Essas diferenciações, entre outras, fazem com que autores como Chasin (1999) e Mazzeo (1997) seguindo as indicações de Caio Prado Jr. e Florestan Fernandes prefiram a designação de caminho colonial para apontar a particularidade de um caso específico de realização do capitalismo. Assim, em nossa análise teórica, apesar de aceitarmos as nítidas semelhanças entre o processo de transição brasileiro e de alguns países europeus preferimos utilizar a denominação de “via colonial” para especificar o terreno econômico e político

sobre o qual foram historicamente tecidas a cultura política e as estratégias ideológicas da burguesia brasileira.

Para nós, a referência à condição colonial e à subordinação ao capitalismo internacional é importante, pois acena para a construção histórica de uma forma de ação política das classes dominantes que além de estar baseada no autoritarismo das soluções “pelo alto”, adquire características peculiares tais como: a reiteração da subordinação aos países centrais e a aversão da burguesia às conquistas da classe trabalhadora, mesmo quando estas não ultrapassam o estreito limite do direito formal burguês.

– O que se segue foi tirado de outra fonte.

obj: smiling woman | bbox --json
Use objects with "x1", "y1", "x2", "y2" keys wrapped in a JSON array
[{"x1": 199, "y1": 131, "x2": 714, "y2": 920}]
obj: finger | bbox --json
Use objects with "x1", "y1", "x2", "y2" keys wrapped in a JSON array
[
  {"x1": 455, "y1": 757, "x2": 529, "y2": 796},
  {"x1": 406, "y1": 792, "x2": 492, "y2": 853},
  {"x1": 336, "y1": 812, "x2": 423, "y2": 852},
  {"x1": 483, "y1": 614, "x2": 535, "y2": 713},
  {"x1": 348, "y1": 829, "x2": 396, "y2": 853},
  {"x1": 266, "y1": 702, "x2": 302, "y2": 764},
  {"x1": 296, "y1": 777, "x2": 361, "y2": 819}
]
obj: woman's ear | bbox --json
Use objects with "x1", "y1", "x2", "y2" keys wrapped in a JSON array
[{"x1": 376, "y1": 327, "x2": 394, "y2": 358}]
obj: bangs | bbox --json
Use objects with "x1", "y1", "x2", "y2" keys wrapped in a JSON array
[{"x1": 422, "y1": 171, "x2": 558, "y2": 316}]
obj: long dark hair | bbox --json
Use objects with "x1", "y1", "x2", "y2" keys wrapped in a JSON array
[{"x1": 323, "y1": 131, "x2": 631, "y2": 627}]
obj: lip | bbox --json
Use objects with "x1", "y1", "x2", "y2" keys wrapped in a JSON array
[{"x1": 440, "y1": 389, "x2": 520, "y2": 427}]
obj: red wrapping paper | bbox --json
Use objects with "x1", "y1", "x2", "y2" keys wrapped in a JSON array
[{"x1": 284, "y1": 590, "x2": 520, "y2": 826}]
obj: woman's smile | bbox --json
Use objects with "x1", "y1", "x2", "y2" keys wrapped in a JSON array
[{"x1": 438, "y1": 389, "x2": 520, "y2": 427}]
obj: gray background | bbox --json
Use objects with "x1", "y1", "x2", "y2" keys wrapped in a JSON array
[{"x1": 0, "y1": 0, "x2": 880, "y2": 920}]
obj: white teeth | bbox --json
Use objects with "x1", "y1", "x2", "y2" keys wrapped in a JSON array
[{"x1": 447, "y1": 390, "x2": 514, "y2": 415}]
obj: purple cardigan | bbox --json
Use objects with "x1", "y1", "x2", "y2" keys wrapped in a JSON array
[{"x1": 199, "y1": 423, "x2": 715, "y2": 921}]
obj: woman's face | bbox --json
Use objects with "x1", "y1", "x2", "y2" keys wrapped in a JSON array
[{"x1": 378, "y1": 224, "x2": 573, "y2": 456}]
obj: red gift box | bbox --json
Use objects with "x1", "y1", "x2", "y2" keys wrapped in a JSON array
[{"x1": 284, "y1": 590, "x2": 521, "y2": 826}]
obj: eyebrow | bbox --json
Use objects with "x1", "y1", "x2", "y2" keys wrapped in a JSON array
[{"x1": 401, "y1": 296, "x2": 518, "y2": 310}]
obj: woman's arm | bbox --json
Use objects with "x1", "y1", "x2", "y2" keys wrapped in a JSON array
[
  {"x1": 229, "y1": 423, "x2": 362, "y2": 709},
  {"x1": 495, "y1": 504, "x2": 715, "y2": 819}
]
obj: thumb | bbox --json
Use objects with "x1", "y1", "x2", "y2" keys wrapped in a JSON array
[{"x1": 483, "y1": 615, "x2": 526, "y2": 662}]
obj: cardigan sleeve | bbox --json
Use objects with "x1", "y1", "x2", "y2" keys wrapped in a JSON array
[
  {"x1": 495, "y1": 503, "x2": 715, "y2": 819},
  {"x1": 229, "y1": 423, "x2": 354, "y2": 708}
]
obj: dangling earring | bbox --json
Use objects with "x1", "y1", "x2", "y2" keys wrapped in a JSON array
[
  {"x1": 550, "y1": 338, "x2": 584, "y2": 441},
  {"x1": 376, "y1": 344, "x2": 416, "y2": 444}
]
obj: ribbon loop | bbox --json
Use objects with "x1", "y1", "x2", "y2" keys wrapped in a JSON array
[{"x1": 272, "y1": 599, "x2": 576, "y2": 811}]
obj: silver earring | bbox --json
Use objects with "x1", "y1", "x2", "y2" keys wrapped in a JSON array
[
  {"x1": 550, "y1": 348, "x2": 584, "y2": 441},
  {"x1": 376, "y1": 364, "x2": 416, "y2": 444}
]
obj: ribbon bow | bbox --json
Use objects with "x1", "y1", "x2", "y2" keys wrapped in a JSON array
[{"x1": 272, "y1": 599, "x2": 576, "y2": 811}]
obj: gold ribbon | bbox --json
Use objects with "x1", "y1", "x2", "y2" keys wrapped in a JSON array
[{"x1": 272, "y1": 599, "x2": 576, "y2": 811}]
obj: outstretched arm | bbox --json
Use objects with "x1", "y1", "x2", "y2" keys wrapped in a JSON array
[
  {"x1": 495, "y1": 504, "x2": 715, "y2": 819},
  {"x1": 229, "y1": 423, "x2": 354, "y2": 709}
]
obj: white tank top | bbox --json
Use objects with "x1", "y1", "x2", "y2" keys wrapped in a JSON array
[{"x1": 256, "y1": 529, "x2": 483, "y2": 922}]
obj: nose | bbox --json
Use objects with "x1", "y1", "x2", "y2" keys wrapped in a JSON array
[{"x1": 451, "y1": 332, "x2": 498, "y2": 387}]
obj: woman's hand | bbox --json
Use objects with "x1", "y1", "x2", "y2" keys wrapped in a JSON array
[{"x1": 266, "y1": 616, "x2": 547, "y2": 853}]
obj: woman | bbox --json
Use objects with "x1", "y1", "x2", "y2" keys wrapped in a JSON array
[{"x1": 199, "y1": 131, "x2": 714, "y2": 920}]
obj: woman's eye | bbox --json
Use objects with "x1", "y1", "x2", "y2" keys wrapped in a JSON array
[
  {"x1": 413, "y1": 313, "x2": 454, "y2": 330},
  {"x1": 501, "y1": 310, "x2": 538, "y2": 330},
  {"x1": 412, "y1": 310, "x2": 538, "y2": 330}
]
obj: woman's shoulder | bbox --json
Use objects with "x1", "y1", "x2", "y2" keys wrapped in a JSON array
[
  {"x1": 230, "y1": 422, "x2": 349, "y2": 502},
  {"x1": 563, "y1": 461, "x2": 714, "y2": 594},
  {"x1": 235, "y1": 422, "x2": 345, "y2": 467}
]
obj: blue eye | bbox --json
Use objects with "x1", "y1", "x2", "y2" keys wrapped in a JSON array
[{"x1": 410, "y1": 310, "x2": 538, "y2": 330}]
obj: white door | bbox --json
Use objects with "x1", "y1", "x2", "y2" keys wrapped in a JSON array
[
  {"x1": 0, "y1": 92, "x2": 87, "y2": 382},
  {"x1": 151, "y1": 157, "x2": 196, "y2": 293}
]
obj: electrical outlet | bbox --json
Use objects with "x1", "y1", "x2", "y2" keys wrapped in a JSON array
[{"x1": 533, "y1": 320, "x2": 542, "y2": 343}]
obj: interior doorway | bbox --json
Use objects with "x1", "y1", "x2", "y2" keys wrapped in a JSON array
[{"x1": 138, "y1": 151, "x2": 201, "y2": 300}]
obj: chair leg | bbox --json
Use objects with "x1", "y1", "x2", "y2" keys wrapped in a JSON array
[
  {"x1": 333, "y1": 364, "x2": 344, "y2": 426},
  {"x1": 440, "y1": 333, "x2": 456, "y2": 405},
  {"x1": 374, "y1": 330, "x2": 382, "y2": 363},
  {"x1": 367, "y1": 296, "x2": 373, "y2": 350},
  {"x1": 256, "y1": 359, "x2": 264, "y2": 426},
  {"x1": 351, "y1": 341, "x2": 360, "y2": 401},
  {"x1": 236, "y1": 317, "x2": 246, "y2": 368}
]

A questão é que a particularidade da transição capitalista brasileira remete necessariamente a nossa experiência colonial que, diferentemente das nações européias tardias, nos legou uma unificação precoce, configurada numa estrutura estatal moderna, mas continuamente atrelada aos interesses do capitalismo internacional. Nossa história de colônia e nossa “modernização conservadora” (FERNANDES, 1976) construíram um futuro que sempre repõe características do nosso passado. Nessa direção, continua válida a afirmação, feita ainda nos anos 40, de um dos grandes intérpretes marxistas do Brasil contemporâneo:

Observando-se o Brasil de hoje, o que salta a vista é um organismo em franca e ativa transformação [...] Mas isto, apesar de tudo é excepcional. Na maior parte dos exemplos, e no conjunto, em todo caso, atrás daquelas transformações que às vezes nos podem iludir, sente-se a presença de uma realidade já muito antiga que até nos admira de aí achar e que não é senão aquele passado colonial. (PRADO JÚNIOR, 1976, p. 11).

Diferentemente dos países da Europa nosso “capitalismo retardatário” tem na herança colonial a base histórica para o seu desenvolvimento. Como afirma Caio Prado Jr. (1999) somos filhos da grande empresa comercial da colonização européia das Américas, iniciada no século XV, e que possibilitou a acumulação primitiva necessária ao desenvolvimento da revolução industrial na Europa.

No sistema internacional e universal assim constiuído – ou que se foi constituindo depois do encerramento da idade média – o

Brasil figuraria como um território, em seguida uma coletividade humana em vias de integração e afinal um país e propriamente nação, de natureza marginal e periférica, destinada a servir de campo para o exercício e os objetivosdaquela atividade mercantil característica, do mundo moderno, dos povos europeus ou de origem européia. Nisso consiste o fundo, e podemos dizer a substância da formação e evolução brasileiras. (PRADO JÚNIOR, 1999, p. 34).

A colonização e a forma de exploração do trabalho dela decorrente: a escravidão negra, com sua duração no tempo, sua extensão espacial, sua indispensabilidade à acumulação econômica dos países centrais, sua força como instituição formadora de hábitos e costumes políticos e culturais forjaram o legado específico que forma o cadinho econômico, cultural e político da formação social brasileira. (RÊGO, 1996). Como diriam também, Florestan Fernandes (1976), Octávio Ianni (1984), entre outros legítimos representantes do marxismo crítico brasileiro, o colonialismo inseriu uma dinâmica econômica e política peculiar que forjou as relações sociais no Brasil e que acompanha todo o desenvolvimento posterior do capitalismo brasileiro.

Neste ambiente de desenvolvimento capitalista periférico é que a burguesia brasileira terá que construir as suas estratégias ideológicas com o objetivo de, por um lado, unificar as diversas frações burguesas em torno de um projeto político claro e factível e, por outro, socializar com as demais classes e grupos sociais promessas ideológicas que anunciem um futuro de progresso e crescimento.